I held off on travelling for a few weeks, but figured I was “well enough” to go back over to Edinburgh for a few days at the beginning of November. This was a mistake. I was still having coughing fits where something (a tickle in my throat, a laugh, a deep breath) would trigger me and I’d spend the next thirty seconds evacuating my lungs and gasping for air while my ears rang and my vision closed in from lack of oxygen. I tried to be unobtrusive about it, but my colleagues picked up on it anyway. Slack channels started featuring subtle messages of gentle concern like, “will people who are sick please go home and not infect the rest of us.”
On the Thursday afternoon I pulled a muscle in my belly during one fit, and found it painful to breathe and move for the rest of the day. That was the last straw. Rather than struggling through Friday like I had something to prove, I headed out to the airport in the morning to get the early flight home…only to find out it was full and I couldn’t get a seat. This is where a lounge pass comes in handy.

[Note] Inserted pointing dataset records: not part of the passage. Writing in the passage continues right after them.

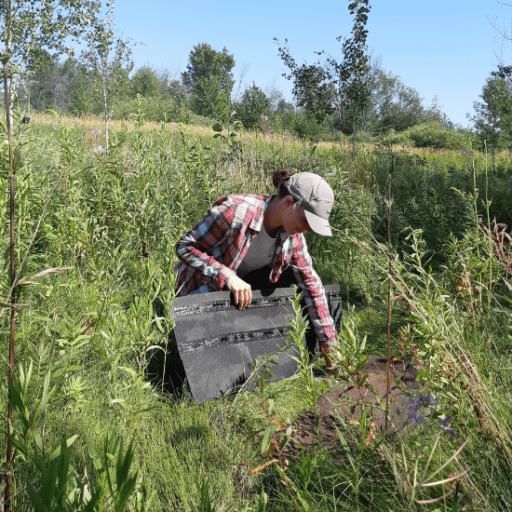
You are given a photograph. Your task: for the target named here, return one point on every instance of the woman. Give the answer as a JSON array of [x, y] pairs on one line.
[[247, 242]]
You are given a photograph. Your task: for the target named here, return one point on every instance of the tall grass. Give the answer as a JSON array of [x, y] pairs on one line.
[[100, 338]]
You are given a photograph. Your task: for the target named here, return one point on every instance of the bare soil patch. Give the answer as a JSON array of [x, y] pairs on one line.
[[341, 406]]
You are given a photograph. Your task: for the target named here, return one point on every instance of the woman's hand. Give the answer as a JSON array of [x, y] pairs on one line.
[[241, 290]]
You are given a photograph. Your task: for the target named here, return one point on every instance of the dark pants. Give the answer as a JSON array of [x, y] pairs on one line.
[[258, 279]]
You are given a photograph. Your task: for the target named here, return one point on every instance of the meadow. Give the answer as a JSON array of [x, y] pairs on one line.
[[98, 422]]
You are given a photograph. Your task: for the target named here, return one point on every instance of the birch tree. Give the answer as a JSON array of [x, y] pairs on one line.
[[28, 26]]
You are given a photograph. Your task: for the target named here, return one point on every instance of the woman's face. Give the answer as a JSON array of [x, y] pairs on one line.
[[294, 218]]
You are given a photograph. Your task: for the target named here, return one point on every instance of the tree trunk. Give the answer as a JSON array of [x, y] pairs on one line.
[[354, 128], [105, 103]]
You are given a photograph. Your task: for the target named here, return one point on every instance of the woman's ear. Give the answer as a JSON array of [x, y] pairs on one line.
[[289, 201]]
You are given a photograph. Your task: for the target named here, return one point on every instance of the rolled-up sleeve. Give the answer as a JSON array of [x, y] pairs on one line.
[[313, 291], [195, 248]]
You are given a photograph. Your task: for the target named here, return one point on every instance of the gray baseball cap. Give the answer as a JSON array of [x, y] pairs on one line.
[[315, 195]]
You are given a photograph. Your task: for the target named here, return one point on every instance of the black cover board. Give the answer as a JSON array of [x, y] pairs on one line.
[[218, 343]]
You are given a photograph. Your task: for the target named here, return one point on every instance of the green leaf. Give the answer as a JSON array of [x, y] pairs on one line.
[[56, 453], [267, 438]]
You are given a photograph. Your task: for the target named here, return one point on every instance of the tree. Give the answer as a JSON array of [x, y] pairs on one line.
[[108, 55], [493, 115], [351, 75], [30, 26], [340, 87], [146, 83], [254, 103], [208, 78]]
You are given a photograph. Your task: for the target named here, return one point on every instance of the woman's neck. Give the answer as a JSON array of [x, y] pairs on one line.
[[272, 220]]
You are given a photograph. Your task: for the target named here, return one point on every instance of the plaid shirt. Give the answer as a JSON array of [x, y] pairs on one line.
[[212, 250]]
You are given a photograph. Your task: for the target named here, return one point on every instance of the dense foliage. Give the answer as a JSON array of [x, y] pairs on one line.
[[95, 359]]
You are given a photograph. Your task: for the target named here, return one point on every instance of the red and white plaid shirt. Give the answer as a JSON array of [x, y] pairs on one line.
[[212, 250]]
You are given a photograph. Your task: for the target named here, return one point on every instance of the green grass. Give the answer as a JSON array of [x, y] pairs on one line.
[[116, 218]]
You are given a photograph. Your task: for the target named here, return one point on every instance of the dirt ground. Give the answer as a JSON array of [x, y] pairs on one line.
[[341, 406]]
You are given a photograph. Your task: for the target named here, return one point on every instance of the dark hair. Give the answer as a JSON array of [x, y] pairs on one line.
[[281, 176]]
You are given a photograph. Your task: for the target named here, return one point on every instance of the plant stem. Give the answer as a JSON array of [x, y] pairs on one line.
[[388, 363], [12, 328]]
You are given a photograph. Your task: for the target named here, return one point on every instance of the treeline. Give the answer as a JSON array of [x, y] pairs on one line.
[[201, 93]]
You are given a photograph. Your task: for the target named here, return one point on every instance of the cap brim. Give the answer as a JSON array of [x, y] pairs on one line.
[[317, 224]]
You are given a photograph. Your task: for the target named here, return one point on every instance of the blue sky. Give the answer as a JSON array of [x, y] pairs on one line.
[[441, 48]]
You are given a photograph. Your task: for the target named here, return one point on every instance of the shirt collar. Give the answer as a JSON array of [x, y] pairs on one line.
[[257, 221]]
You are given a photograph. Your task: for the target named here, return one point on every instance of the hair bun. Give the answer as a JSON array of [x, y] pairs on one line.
[[280, 177]]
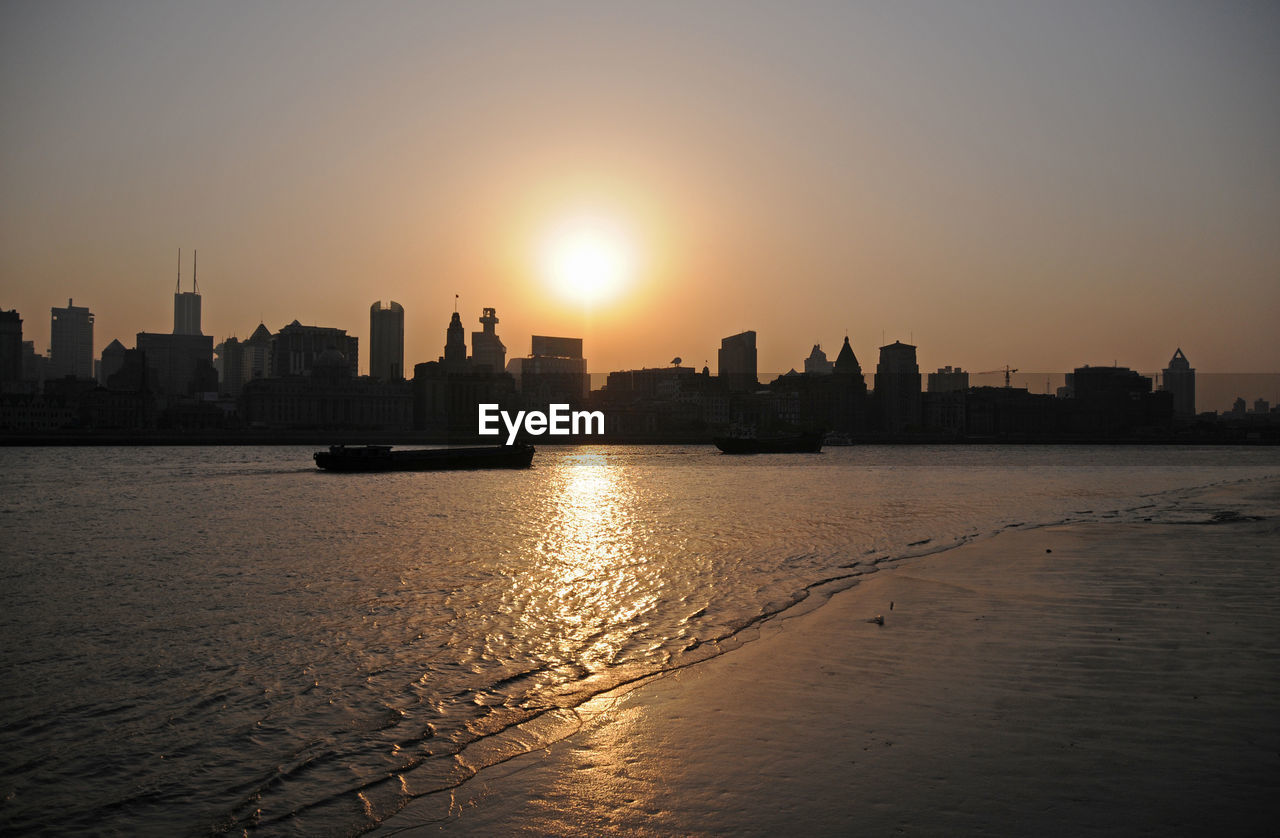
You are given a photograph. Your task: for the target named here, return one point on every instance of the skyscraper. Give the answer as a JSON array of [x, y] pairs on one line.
[[186, 305], [1180, 380], [487, 348], [387, 342], [10, 347], [736, 361], [455, 344], [897, 388], [71, 342]]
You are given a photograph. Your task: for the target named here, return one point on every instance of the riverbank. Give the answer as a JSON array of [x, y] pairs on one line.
[[1107, 678]]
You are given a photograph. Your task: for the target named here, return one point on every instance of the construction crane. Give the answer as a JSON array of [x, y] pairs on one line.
[[1008, 372]]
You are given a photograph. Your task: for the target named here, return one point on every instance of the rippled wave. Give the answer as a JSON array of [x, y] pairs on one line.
[[224, 640]]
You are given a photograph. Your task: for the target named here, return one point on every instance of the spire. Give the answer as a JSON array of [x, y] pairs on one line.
[[846, 362]]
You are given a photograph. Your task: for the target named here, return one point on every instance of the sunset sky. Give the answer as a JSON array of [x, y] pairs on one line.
[[1042, 184]]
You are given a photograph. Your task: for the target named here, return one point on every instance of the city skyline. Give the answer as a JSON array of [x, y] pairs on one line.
[[1041, 186]]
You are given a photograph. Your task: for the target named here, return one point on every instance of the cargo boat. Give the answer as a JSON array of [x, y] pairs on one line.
[[791, 444], [383, 458]]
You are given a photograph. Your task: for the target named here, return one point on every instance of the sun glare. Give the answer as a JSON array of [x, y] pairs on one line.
[[588, 260]]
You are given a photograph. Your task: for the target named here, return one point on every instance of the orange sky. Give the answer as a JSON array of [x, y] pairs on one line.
[[1041, 184]]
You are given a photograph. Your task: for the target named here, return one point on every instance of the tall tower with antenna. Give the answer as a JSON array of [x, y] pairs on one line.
[[186, 305]]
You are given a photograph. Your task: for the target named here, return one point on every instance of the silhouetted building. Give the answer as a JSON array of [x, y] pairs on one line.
[[10, 347], [296, 347], [71, 343], [487, 348], [897, 388], [1179, 379], [112, 361], [553, 374], [387, 342], [455, 346], [328, 398], [736, 362], [817, 362], [35, 367], [1116, 402], [947, 380], [179, 365], [257, 355], [447, 393], [186, 305], [231, 372]]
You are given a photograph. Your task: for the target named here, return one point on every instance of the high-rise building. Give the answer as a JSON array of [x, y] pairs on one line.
[[1179, 379], [846, 362], [10, 347], [487, 349], [231, 372], [553, 372], [186, 305], [897, 388], [387, 342], [296, 347], [71, 342], [736, 362], [817, 362], [949, 380], [455, 344], [178, 365], [257, 353], [112, 361]]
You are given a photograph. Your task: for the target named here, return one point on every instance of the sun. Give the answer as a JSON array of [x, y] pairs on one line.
[[588, 259]]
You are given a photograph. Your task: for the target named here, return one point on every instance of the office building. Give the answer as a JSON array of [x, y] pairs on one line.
[[295, 348], [186, 305], [817, 362], [897, 388], [736, 362], [487, 348], [387, 342], [71, 342], [1179, 379]]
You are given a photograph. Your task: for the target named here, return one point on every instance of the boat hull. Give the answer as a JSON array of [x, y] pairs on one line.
[[799, 444], [365, 458]]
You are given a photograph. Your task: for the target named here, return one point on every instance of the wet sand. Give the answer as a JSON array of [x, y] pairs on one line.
[[1098, 678]]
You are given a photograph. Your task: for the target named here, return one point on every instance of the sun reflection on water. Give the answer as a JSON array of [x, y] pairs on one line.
[[585, 594]]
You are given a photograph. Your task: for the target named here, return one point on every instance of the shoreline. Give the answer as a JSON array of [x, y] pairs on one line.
[[1100, 678]]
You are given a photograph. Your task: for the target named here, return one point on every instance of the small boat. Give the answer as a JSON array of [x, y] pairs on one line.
[[790, 444], [383, 458]]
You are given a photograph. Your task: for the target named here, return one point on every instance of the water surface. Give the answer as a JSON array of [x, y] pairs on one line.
[[224, 640]]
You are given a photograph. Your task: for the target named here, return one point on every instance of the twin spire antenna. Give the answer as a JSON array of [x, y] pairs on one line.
[[195, 285]]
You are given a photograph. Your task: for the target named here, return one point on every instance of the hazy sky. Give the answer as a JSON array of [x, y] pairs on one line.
[[1043, 184]]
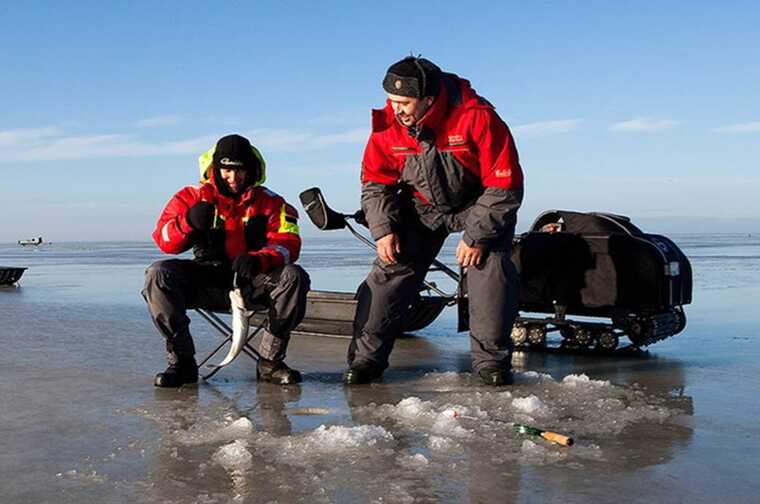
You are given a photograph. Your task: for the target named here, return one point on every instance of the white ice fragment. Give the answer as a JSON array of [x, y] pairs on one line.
[[448, 422], [412, 407], [233, 456], [338, 437], [582, 380], [530, 448], [210, 434], [531, 405], [534, 375], [439, 443]]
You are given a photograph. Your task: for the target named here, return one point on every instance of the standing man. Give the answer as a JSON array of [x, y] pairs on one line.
[[439, 160], [237, 228]]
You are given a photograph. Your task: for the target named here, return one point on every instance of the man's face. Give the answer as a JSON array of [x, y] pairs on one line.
[[409, 110], [234, 178]]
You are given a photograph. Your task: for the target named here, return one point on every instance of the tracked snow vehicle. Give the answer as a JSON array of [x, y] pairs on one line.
[[600, 278]]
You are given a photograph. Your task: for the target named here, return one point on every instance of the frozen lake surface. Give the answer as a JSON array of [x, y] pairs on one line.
[[82, 422]]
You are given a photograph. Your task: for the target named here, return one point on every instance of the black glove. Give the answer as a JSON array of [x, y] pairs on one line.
[[246, 267], [201, 216]]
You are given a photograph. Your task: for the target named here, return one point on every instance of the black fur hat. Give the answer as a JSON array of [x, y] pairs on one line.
[[414, 77]]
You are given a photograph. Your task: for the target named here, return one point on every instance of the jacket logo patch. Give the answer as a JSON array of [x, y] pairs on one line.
[[456, 140]]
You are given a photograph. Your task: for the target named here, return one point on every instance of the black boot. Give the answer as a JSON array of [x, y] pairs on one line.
[[363, 372], [178, 373], [495, 376], [276, 372]]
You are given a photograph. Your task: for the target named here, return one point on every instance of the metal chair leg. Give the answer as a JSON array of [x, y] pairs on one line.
[[226, 332]]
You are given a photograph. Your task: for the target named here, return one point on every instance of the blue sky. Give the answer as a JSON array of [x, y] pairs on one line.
[[650, 109]]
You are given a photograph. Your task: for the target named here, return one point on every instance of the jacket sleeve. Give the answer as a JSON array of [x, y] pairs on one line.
[[493, 216], [380, 201], [283, 241], [173, 234]]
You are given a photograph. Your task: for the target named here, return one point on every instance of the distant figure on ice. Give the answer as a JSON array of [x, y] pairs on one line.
[[235, 225], [439, 160]]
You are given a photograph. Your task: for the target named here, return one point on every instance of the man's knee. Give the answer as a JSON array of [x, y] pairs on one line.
[[160, 274], [294, 275]]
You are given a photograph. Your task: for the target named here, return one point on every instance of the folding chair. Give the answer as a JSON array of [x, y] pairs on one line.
[[225, 331]]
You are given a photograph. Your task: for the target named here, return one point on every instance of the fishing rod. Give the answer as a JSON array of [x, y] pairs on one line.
[[325, 218]]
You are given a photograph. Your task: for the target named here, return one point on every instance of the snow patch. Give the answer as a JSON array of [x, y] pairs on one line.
[[213, 433], [531, 405], [583, 381], [417, 461], [233, 456]]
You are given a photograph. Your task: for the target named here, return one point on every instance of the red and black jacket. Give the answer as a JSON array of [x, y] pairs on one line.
[[460, 162], [258, 222]]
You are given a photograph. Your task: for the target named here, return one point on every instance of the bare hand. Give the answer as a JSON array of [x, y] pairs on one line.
[[388, 248], [468, 256]]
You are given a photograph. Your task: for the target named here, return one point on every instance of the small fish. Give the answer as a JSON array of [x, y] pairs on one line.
[[549, 436], [240, 317]]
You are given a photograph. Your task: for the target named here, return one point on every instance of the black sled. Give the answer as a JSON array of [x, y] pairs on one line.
[[601, 267]]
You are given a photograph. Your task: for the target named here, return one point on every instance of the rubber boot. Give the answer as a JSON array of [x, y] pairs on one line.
[[495, 377], [183, 371], [276, 372], [362, 372]]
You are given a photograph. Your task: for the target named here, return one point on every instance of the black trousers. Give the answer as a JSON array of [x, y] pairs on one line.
[[175, 285], [385, 296]]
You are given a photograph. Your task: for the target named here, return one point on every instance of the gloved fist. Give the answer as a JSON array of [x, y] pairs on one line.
[[201, 216], [246, 267]]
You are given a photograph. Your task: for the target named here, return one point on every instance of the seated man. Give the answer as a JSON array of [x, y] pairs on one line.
[[237, 229]]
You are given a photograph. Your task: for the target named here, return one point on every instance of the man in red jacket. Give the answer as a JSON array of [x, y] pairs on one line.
[[439, 160], [237, 229]]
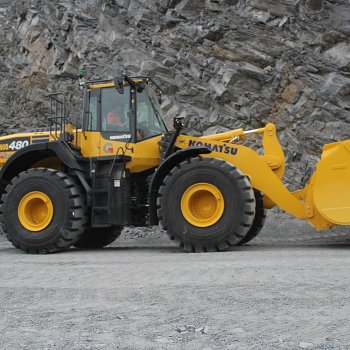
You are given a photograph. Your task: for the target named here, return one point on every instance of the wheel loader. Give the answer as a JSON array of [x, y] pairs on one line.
[[66, 185]]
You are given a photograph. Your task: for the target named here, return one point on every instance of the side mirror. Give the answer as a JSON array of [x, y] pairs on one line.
[[119, 84]]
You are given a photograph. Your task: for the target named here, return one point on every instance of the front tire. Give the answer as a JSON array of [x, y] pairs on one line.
[[42, 211], [259, 219], [206, 204]]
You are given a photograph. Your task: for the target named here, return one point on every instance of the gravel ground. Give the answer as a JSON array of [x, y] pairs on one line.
[[288, 289]]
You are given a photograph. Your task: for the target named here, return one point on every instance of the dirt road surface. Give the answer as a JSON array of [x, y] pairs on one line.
[[288, 289]]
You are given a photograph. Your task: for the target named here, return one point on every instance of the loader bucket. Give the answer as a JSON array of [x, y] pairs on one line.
[[332, 183]]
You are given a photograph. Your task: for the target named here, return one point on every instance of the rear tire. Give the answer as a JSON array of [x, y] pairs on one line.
[[26, 230], [98, 237], [259, 219], [222, 207]]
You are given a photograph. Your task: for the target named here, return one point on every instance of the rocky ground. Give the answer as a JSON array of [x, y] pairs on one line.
[[288, 289]]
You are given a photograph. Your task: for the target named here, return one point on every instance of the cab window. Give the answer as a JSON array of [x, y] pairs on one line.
[[149, 122], [115, 109], [91, 120]]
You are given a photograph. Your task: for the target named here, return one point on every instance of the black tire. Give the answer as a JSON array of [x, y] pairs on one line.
[[98, 237], [239, 205], [69, 215], [259, 219]]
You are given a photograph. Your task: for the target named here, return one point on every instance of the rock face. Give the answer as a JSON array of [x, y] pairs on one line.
[[224, 63]]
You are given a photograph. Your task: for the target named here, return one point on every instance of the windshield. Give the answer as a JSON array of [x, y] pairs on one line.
[[149, 121]]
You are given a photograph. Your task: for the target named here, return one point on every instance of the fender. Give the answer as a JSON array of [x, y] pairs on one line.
[[26, 157], [163, 170]]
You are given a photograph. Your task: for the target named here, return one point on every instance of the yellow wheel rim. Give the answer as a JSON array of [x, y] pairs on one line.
[[202, 204], [35, 211]]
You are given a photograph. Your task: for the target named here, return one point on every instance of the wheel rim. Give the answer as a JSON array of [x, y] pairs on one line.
[[35, 211], [202, 204]]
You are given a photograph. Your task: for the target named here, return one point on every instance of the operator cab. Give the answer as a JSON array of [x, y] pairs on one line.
[[126, 111]]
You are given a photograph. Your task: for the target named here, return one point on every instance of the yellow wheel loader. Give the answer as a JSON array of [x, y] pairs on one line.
[[68, 185]]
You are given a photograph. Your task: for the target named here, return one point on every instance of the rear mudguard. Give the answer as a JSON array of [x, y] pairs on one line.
[[27, 156]]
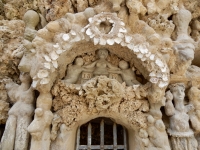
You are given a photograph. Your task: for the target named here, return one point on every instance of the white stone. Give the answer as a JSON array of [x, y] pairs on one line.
[[89, 32], [72, 32], [165, 78], [44, 81], [118, 40], [152, 57], [162, 84], [47, 65], [152, 74], [42, 74], [136, 49], [148, 54], [102, 41], [123, 43], [59, 51], [154, 80], [110, 41], [53, 55], [164, 69], [96, 41], [159, 63], [128, 38], [47, 58], [34, 83], [122, 23], [123, 30], [65, 37], [140, 55], [131, 46], [90, 20], [55, 63], [56, 45], [120, 35]]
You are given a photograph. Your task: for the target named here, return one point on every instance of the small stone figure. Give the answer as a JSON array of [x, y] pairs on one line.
[[127, 74], [16, 135], [39, 129], [157, 134], [31, 19], [102, 66], [74, 71], [182, 137], [194, 97]]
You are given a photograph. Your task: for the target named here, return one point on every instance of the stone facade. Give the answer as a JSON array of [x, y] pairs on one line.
[[66, 62]]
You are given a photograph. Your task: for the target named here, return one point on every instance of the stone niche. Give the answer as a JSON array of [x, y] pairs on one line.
[[65, 63]]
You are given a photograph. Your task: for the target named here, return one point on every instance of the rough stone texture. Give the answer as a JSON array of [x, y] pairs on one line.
[[135, 61]]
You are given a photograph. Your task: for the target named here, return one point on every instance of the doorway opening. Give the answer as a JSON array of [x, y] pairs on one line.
[[101, 134]]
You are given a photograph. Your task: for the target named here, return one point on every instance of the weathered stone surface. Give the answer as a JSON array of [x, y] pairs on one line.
[[127, 60]]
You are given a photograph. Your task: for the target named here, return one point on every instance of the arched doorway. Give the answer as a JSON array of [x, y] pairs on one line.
[[101, 134]]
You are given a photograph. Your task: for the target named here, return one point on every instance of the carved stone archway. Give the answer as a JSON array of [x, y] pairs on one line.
[[61, 41]]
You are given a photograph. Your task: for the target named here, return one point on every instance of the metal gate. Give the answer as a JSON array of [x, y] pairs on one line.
[[102, 145]]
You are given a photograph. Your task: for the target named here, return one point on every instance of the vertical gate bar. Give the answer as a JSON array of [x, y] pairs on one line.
[[125, 142], [114, 136], [78, 139], [89, 141], [102, 135]]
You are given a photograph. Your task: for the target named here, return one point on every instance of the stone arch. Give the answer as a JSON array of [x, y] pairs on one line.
[[90, 102], [56, 44], [62, 45]]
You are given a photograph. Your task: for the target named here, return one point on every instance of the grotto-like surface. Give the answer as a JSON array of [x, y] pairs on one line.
[[64, 63]]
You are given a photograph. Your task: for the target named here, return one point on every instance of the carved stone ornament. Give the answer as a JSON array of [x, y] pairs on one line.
[[66, 62]]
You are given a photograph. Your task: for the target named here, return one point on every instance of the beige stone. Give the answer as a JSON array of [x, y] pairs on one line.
[[130, 61]]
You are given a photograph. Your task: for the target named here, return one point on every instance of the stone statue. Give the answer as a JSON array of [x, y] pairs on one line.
[[74, 71], [127, 73], [31, 19], [194, 97], [39, 129], [157, 134], [16, 135], [102, 66], [182, 137]]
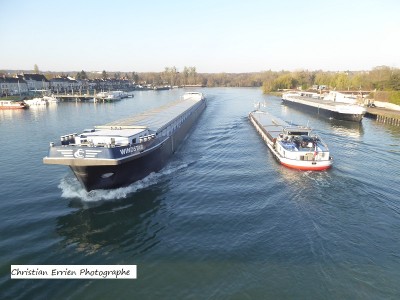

“But I’m a knowledge worker!” I kept thinking. I just sit in a chair all day and type and talk to people on video calls. It’s not like I’m lifting bricks or climbing scaffolding. Turns out there’s a link between mind and body, though. And when I’m coughing so hard that I’m pulling muscles in my neck, back, belly, and chest (and once even in my eye), even sitting upright a nicely ergonomic chair all day long isn’t quite the medical definition of “rest”.
So I’ve taken some more time off work, and I think it’s working. I woke up yesterday morning not feeling like my lungs were about to ambush me. I’m still coughing hard, and I still ache all over with sore muscles, but I haven’t any uncontrollable fits for a few days now. My resting heart rate is down by 10% from a peak in October. It feels like I’m in control of the cough now, rather than it being in control of me.